I agreed with him that they were getting off easy.

“A lot of them are named ‘Gerty,’ too,” he added, as though that made matters worse.

Then he showed me a great crowd of older people. They were mostly men, though there were one or two women here and there.

“These are the annotators,” he said, “the people who work off their idiotic opinions on the margins and fly-leaves of books. They dispute the author’s statements, call him a liar and abuse him generally. The one on the end used to get all the biographies of Shakespeare he could find and cover every bit of blank paper in them with pencil-writing signed ‘A Baconian.’ He usually began with the statement: ‘The author of this book is a pig-headed fool.’ The man next to him believed that the earth is flat, and he aired that theory so extensively with a fountain-pen that he ruined about two hundred dollars’ worth of books. They caught him and put him in jail for six months, but he will have to take his medicine here just the same. There are two religious cranks standing just behind him. At least, they were cranks about religion. One of them was an atheist and he used to write blasphemy all over religious books. The other suffered from too much religion. He would jot down texts and pious mottoes in every book he got hold of. He would cross out, or scratch out all the oaths and cuss words in a book; draw a pencil line through any reference to wine, or strong drink, and call especial attention to any passage or phrase he thought improper by scrawling over it. He is tied to the atheist, you notice. The woman in the second row used to write ‘How true!’ after any passage or sentence that pleased her. She gets only six years. Most of the others will have to keep it up for eight.”

“Keep what up?” I asked.

“Climbing barbed-wire fences,” was the answer; “they don’t have to hurry, but they must keep moving. They begin to-morrow at half-past seven.” […]
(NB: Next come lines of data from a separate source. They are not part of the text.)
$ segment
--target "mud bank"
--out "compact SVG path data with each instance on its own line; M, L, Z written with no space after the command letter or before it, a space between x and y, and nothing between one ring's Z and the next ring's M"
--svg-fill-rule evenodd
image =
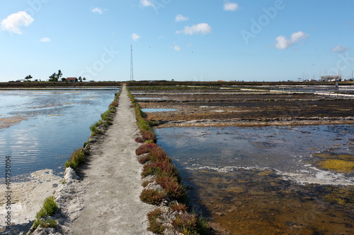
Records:
M6 198L0 198L0 232L18 234L27 231L35 219L45 198L52 195L62 177L53 174L52 170L41 170L30 174L28 181L13 183L11 187L11 227L5 231ZM0 195L5 195L6 185L0 185Z

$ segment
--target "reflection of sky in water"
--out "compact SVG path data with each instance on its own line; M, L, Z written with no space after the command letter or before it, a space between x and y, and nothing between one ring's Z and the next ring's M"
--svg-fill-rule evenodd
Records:
M0 155L11 157L13 175L47 168L58 171L87 141L90 125L108 109L115 92L2 91L0 119L28 118L0 130ZM4 164L4 161L0 162L1 169Z
M304 162L330 148L332 152L354 154L348 140L354 138L354 126L166 128L156 133L158 143L183 169L270 168L299 181L338 181L333 177L342 177L354 184L354 178Z

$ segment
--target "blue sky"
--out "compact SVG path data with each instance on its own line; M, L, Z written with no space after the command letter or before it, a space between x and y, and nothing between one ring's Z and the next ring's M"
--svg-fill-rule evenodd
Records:
M1 0L0 81L351 76L354 1Z

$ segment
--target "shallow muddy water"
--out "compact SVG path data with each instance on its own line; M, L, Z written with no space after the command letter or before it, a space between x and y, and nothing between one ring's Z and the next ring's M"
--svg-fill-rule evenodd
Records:
M142 111L145 113L154 113L158 112L172 112L177 111L178 109L142 109Z
M354 233L354 174L310 164L318 152L353 157L353 126L156 133L190 189L195 210L219 234Z
M11 156L12 176L43 169L62 172L116 92L0 90L0 156Z

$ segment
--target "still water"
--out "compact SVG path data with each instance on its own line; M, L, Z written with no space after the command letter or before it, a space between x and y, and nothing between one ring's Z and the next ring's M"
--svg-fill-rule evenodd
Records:
M354 155L353 126L165 128L159 142L183 169L270 169L298 183L354 185L354 177L307 163L312 155Z
M11 156L13 176L43 169L62 173L117 92L0 90L0 169Z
We hurried on to a crowd of men bent nearly double over desks. They were pale and emaciated, which my guide told me was due to the fact that they had nothing to eat but paper.

“They are bibliomaniacs,” he exclaimed, “collectors of unopened copies, seekers after misprints, measurers by the millimetre of the height of books. They are kept busy here reading the Seaside novels in paper covers. Next to them are the bibliographers—compilers of lists and counters of fly leaves. They cared more for a list of books than for books themselves, and they searched out unimportant errors in books and rejoiced mightily when they found one. Exactitude was their god, so here we let them split hairs with a razor and dissect the legs of fleas.”

In a large troop of school children—a few hundred yards beyond, I came across a boy about fifteen years old. I seemed to know him. When he came nearer he proved to have two books tied around his neck. The sickly, yellowish-brown covers of them were disgustingly familiar to me—somebody’s geometry and somebody else’s algebra. The boy was blubbering when he got up to me, and the sight of him with those noxious books around his neck made me sob aloud. I was still crying when I awoke.